El viejo señor, que había escuchado el discurso con creciente aprensión, intervino duramente: “¡Ya basta! ¡Ya basta! ¿Cómo es posible que pierdas así el control?”.
“¿El control? Y ¿qué me importa? ¿Y por qué no tendría que saberlo él? –exclamó el flaco, bufando, dirigiéndose otra vez a Martella–: Has venido tú también a marchitarte, ¿qué no lo entiendes? A miles de personas les pasa lo mismo que a ti, ¿sabías? ¡Y encuentran su automóvil, castillos, teatros, mujeres, paseos, y no tienen enfermedades, ni amores, ni ansia, ni miedo, ni remordimientos, ni deseos, ni nada!”.
Era demasiado. Sin escándalo pero con una extrema firmeza, tres de los presentes, entre ellos el viejo de cabellos blancos, cogieron al flaco por los brazos, llevándolo por la fuerza hacia la salida, como convenía a un pacto imperioso del cual dependía la existencia común. Por otra parte, la prontitud de la intervención denotaba que no era una novedad. Escenas del mismo género seguramente habían sucedido muchas veces.
El flaco fue expulsado por la puerta y después por la escalera hacia el jardín, pero continuó gritando, siempre dirigiéndose a Martella: “¡Conserva tu palacio, los jardines, las joyas, diviértete si eres capaz. ¿Qué no te das cuenta de que hemos perdido todo? No has entendido que...”. Aquí las palabras fueron sofocadas, como si le hubieran puesto una mordaza. La frase terminó en un murmullo informe que Martella no pudo descifrar. Ya no importaba, después de todo. Una voz sutil, extremadamente precisa murmuró: “Estamos en el infierno”.
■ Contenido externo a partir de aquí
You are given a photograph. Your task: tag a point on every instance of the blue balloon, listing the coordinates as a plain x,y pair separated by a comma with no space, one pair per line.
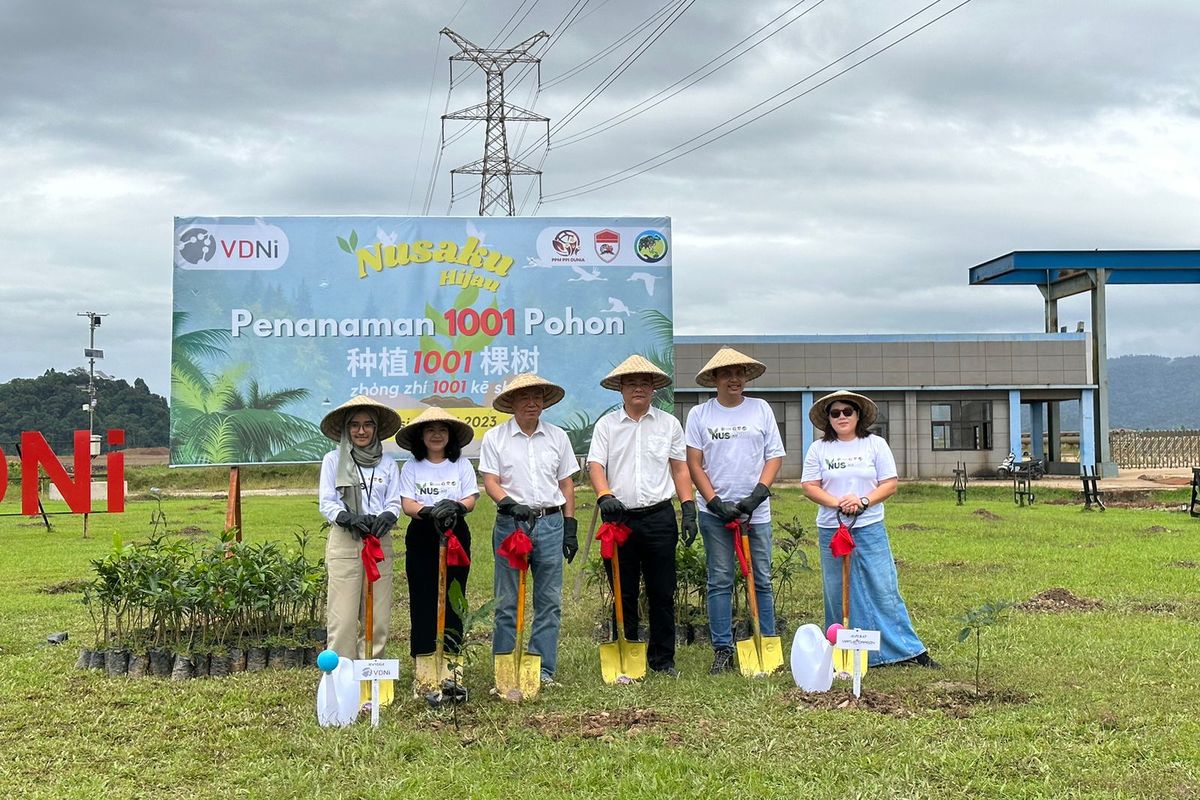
327,661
“¿El infierno? ¿Con esos palacios, esas flores y tantas criaturas agraciadas? ¿Esto, el infierno? ¡Qué absurdo!” Sin embargo, Stefano Martella miraba extraviado en torno suyo, sintiendo que se le desbordaba el corazón. Miraba invocando algo que lo desmintiera. Pero a su alrededor se encontraban seis o siete rostros impecables, con la piel lisa y bien alimentada. Rostros misteriosos que lo miraban con los labios cerrados y regularmente regocijados. Un sirviente se acercó para ofrécele otra copa. Martella tomó un sorbo con disgusto; se sentía horriblemente solo, abandonado por la humanidad; lentamente se repuso, miró a la cara a sus queridos amigos, uniéndose a la desesperada conjura. Y todos juntos, con un enorme cansancio, trataron de sonreír.